The most recent virtual reconstruction is that of the Roman Pantheon, which was opened in February 2014, and updated in May 2014 (see the video at the end of this article). This features non-player characters, HUD-based options, and a greeter bot (called Pantheon Simulatus, and who does just that – greets, nothing else. Any attempt to respond will simply be met with, “I’m afraid I don’t understand”).
The older builds – places like Venezia, Shade City and Fashion Esplanade – serve as a reminder of the excitement / hope that initially infused Blue Mars. You can even visit one of the wider hopes for Blue Mars’ commercial relevance in the form of SingTel City from Singapore Telecommunications.

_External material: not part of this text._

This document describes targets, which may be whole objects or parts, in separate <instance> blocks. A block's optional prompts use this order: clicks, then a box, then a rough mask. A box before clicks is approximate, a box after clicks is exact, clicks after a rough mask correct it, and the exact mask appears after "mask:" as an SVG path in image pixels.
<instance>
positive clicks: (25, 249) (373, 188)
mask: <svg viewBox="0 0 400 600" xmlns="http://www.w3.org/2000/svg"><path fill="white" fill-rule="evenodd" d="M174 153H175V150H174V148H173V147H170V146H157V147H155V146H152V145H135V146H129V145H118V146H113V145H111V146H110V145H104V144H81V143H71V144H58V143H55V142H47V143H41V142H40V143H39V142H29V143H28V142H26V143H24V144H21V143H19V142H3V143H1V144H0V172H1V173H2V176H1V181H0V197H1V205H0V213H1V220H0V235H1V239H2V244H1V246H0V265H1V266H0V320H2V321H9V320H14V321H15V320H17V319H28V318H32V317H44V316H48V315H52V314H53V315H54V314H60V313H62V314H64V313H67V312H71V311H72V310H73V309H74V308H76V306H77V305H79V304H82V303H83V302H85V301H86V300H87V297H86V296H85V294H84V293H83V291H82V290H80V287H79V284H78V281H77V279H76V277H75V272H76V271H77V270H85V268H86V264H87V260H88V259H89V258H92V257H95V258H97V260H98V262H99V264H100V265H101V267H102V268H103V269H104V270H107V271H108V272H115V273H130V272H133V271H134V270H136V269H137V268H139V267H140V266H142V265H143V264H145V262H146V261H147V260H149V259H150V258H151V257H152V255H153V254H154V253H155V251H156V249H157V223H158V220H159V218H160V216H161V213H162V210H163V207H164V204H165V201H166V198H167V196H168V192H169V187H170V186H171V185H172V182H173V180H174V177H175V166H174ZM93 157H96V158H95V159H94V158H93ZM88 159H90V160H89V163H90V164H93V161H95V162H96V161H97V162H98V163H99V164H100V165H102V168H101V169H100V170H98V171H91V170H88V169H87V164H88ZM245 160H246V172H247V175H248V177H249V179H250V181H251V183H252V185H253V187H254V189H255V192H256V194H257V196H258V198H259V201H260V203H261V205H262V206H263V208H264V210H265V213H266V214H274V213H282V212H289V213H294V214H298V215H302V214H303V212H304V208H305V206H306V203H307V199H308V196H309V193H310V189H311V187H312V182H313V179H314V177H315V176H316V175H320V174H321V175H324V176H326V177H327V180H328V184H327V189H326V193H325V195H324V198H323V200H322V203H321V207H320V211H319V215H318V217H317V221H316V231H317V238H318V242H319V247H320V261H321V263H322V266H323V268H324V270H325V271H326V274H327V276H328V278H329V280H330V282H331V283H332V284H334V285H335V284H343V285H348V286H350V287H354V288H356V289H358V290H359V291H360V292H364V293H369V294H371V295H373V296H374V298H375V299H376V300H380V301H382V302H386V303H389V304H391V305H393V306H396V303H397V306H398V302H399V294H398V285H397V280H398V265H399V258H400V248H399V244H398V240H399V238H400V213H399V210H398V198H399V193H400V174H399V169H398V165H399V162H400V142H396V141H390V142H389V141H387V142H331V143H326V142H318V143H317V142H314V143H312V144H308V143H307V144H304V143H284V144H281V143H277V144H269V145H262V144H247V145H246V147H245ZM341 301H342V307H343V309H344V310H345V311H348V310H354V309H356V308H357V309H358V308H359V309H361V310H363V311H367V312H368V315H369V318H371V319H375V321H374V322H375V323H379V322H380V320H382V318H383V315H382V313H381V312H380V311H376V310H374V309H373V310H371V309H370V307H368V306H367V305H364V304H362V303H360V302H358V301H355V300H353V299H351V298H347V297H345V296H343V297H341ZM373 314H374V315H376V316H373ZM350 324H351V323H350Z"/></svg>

Should you wish to re-acquaint yourself with Blue Mars, or are curious as to what it was about (and providing you have a Windows PC), the Blue Mars client is still available for download (note the “Lite” version doesn’t work with the Blue Mars builds). All of the available places can be explored individually, or in the company of others. Some still have games and entertainments available; the original flying game is still there (and I enjoyed it somewhat more this time than when I first tried it), but sadly the old golfing game doesn’t seem to be around still – so I tried 10-pin bowling out of curiosity. This could do with some of the rooms being re-set to allow multi-player games, but it worked well enough solo.
Both the client and the available worlds demonstrate some of the reasons why Blue Mars perhaps didn’t take off. The client is a big piece of software requiring 1.2Gb of disk space; more to the point, it isn’t entirely intuitive. Also, as all places in Blue Mars were built to controlled standards, accessing them for the first time (or after one has been updated), requires a download, which can measure up to 300Mb in size, and which has to be unpacked and installed. While the software handles all of this, it is still as grating as it was when Blue Mars was in beta.

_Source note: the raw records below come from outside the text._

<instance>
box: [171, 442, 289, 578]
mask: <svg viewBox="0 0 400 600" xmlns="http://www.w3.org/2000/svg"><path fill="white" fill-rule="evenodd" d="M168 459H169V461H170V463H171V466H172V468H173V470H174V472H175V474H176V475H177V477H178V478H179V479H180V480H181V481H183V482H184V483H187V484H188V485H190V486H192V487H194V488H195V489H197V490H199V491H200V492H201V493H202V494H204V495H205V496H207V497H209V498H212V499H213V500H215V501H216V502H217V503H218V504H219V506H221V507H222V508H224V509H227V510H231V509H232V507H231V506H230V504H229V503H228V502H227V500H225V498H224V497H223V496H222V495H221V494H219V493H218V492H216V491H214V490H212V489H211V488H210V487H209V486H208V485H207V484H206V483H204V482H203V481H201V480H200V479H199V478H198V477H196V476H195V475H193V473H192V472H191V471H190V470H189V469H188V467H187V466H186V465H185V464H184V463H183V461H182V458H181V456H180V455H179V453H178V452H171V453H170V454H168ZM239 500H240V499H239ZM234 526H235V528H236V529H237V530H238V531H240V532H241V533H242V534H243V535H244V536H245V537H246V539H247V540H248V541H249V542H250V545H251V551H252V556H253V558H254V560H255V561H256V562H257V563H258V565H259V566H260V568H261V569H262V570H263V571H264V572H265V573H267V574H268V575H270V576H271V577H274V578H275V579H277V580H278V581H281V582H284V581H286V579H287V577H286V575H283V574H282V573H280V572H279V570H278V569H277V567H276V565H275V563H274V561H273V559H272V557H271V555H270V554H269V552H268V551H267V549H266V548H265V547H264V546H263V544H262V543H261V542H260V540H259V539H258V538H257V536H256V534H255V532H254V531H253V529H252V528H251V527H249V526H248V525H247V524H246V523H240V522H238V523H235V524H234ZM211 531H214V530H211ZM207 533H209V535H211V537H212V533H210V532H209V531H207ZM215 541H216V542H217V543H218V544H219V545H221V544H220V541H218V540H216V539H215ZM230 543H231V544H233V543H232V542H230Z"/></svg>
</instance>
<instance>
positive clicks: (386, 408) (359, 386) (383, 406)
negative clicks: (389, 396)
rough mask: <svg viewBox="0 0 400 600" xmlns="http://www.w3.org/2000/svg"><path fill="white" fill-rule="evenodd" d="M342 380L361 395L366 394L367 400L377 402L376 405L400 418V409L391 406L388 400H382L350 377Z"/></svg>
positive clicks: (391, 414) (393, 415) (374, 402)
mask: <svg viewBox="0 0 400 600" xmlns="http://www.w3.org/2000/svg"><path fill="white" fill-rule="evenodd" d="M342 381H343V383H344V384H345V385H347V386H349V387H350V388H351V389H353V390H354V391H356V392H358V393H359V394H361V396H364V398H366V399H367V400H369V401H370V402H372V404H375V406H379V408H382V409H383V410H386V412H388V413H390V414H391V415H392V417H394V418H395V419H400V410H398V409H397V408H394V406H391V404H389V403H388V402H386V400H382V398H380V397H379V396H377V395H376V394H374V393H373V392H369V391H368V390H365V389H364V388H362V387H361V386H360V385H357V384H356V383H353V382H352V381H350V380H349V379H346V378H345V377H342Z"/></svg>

I’m not sure how widely the Blue Mars environment is still used – the last updates appear to have been made in May 2014 and to the Roman Pantheon model, as mentioned above, and the client hasn’t been updated since 2013 (the website, still required for user registration, could also do with some TLC, frankly, even if the platform is only intended for use with IDIA projects). Nevertheless, for those wanting a trip down memory lane, Blue Mars offers an interesting diversion. For those who are especially curious (or having a very quiet day) the iOS app and the “Lite” versions can also be poked at (I didn’t bother with either as I don’t have an iOS device, and I seriously doubt anyone still uses the “Lite” version).
- Blue Mars website
- Ball State University’s IDIA Lab is granted rights to Blue Mars virtual world technology from Avatar Reality – IDIA Lab, Ball State University
- Virtual Middletown Living Museum in Blue Mars – IDIA Lab
4 thoughts on “Return to Blue Mars”
Is this still open ? I see their website still seeming to be working. Considering Sansar reminds me and others alot of Blue Mars…perhaps it will be revived ?
The last Blue Mars client update was a year ago this month. (0.99.0.86). Unfortunately, both it and the version I had been using in 2014, when this article was written, both fail at installation. Given IDIA Labs are active in Sansar, I’m in the process of contacting them about both Sansar and Blue Mars.